News

“More transparency about how science works”

29 Jan 2024

Why can some studies not be replicated and what can we learn from this circumstance? An interview with psychologist Mario Gollwitzer and sociologist Andreas Schneck.

When scientific studies are repeated, the outcome should be the same. A number of years ago, it became apparent in the discipline of psychology that, for many prominent experiments, this was not the case. The discipline experienced a “crisis of replication”. Has this since been overcome?

Professor Mario Gollwitzer and Dr. Andreas Schneck address this topic in the interview reproduced below. The two LMU academics conduct research into whether the replicability of scientific studies can be improved ( META-REP). In the interview, they explain why some findings cannot be maintained, which subjects are affected and what this means for researchers and their training.

Let’s begin our conversation by looking back: What triggered the crisis of replication in the discipline of psychology?

Mario Gollwitzer: In 2015, an attempt was made to replicate 100 prominent experiments from the realms of general and social psychology. In the original studies, 97% of all the tests performed confirmed the given hypothesis. But in the repeat studies, this was the case in only 36% of tests. That obviously came as a shock to the whole scientific community.

Publication: Are most published research findings false?

Read more

Mr. Schneck, in a new publication you reviewed no fewer than 35,000 psychological studies that were published between 1975 and 2017. Why was that necessary?

Andreas Schneck: My study looks at how many supposedly significant findings are not in fact significant and how many really do have a kernel of truth to them. We call this the false discovery rate. Incidentally, I did this in the field of psychology not because it is the black sheep of the social sciences, but because it is the only discipline that, since the 1970s, has applied very strict standards to reporting on statistical tests. It is only thanks to this standardization that we can use automated methods to generate a sufficiently large data set in order to investigate this question. In sociology, which is my discipline, reports are produced in ways that are too heterogeneous.

What did you find in your study?

Schneck: I wanted to get a first indication of how problematic the situation really is. If we assume that the researchers did not falsify or manipulate their data or use any other forms of trickery, the false discovery rate, subject to certain assumptions, is roughly 7 percent, which is actually relatively good. However, if we factor in academic misconduct, the figure rises substantially, to 16 percent. That would indeed be an awful lot of false positive results. The same problems undoubtedly also exist in sociology.

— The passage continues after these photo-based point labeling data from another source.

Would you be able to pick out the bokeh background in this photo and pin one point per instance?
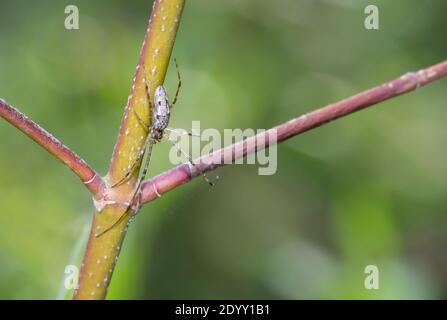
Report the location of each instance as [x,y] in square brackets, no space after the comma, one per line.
[366,189]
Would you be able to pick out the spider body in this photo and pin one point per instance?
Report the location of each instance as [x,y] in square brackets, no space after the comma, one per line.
[160,113]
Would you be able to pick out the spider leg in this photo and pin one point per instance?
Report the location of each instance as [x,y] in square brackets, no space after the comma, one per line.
[183,132]
[187,156]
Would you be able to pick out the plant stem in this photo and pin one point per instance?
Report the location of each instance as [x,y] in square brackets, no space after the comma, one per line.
[181,174]
[88,176]
[102,251]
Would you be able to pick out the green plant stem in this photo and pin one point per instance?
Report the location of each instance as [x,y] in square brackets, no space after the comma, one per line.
[102,252]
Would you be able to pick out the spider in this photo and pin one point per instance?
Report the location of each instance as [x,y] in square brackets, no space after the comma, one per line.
[160,110]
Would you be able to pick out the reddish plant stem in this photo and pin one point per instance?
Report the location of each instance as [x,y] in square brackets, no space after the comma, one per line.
[181,174]
[88,176]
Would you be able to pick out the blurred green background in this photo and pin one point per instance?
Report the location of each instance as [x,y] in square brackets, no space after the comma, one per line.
[366,189]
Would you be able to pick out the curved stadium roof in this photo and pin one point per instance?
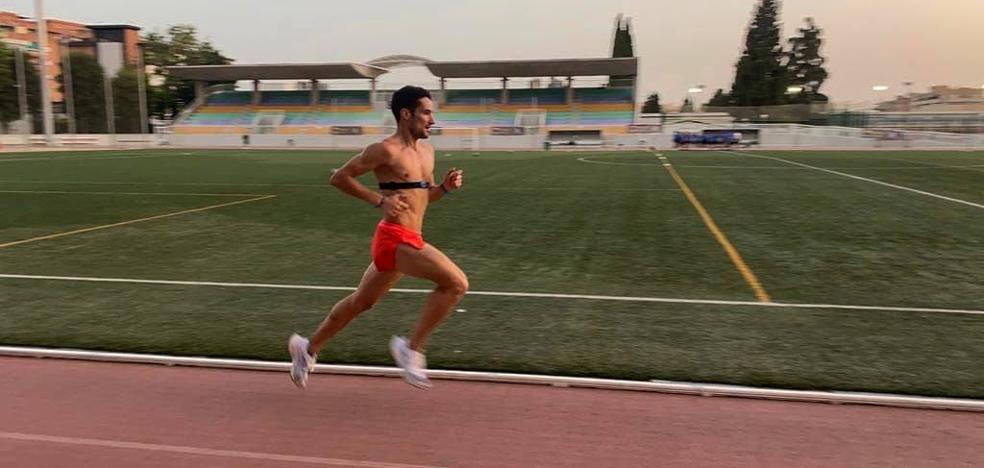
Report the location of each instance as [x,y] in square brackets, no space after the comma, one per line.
[472,69]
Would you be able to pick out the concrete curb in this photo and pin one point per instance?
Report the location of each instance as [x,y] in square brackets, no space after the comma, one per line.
[684,388]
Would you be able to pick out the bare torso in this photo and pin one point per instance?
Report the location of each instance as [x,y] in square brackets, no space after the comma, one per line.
[407,164]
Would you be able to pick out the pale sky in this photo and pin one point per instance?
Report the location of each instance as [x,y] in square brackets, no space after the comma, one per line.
[680,44]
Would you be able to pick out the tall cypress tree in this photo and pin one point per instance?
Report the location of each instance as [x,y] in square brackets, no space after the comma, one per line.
[804,64]
[622,47]
[759,76]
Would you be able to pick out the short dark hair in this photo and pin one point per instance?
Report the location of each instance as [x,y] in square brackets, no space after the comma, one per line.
[407,97]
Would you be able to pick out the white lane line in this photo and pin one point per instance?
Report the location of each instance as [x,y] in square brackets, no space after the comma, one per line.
[667,300]
[120,444]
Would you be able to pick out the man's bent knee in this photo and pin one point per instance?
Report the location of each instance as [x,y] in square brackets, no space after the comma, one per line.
[362,303]
[456,286]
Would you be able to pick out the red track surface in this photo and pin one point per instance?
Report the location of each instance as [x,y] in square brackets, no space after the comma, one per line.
[85,414]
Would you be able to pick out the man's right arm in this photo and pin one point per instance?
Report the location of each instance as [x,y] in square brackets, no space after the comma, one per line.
[345,178]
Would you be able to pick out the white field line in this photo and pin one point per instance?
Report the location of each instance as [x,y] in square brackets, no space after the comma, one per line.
[667,300]
[65,192]
[659,386]
[865,179]
[96,158]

Prof. Mario Gollwitzer and Dr. Andreas Schneck

Mario Gollwitzer and Andreas Schneck

research how the replicability of scientific studies can be improved.

© LMU/Stephan Höck

Similar replication projects in various disciplines

Could they also affect other disciplines?

Gollwitzer: Similar replication projects to those conducted for psychology in 2015 have been undertaken in economics, for example. The number of significant effects that were successfully replicated in this case was 61%, which was higher than in psychology but still far from satisfactory.

Neuroscience is affected, too. Here, the problem is that only a small number of test subjects can usually be investigated, if only because of the intricate methods needed. However, small numbers of cases reduce statistical power and the chance of finding an effect, if one exists at all. This insight is now being more clearly understood and is altering practices in this discipline. One project in the META-REP priority program concerns itself with the replicability of electroencephalography (EEG) studies, i.e. experiments in which brain activity is measured. More than 20 teams have joined forces to replicate effects found in earlier studies. Only by pooling resources in this way is it even possible to arrive at acceptable numbers of cases.

The statistical power initially depends on the number of cases

What can lead to false positives being published?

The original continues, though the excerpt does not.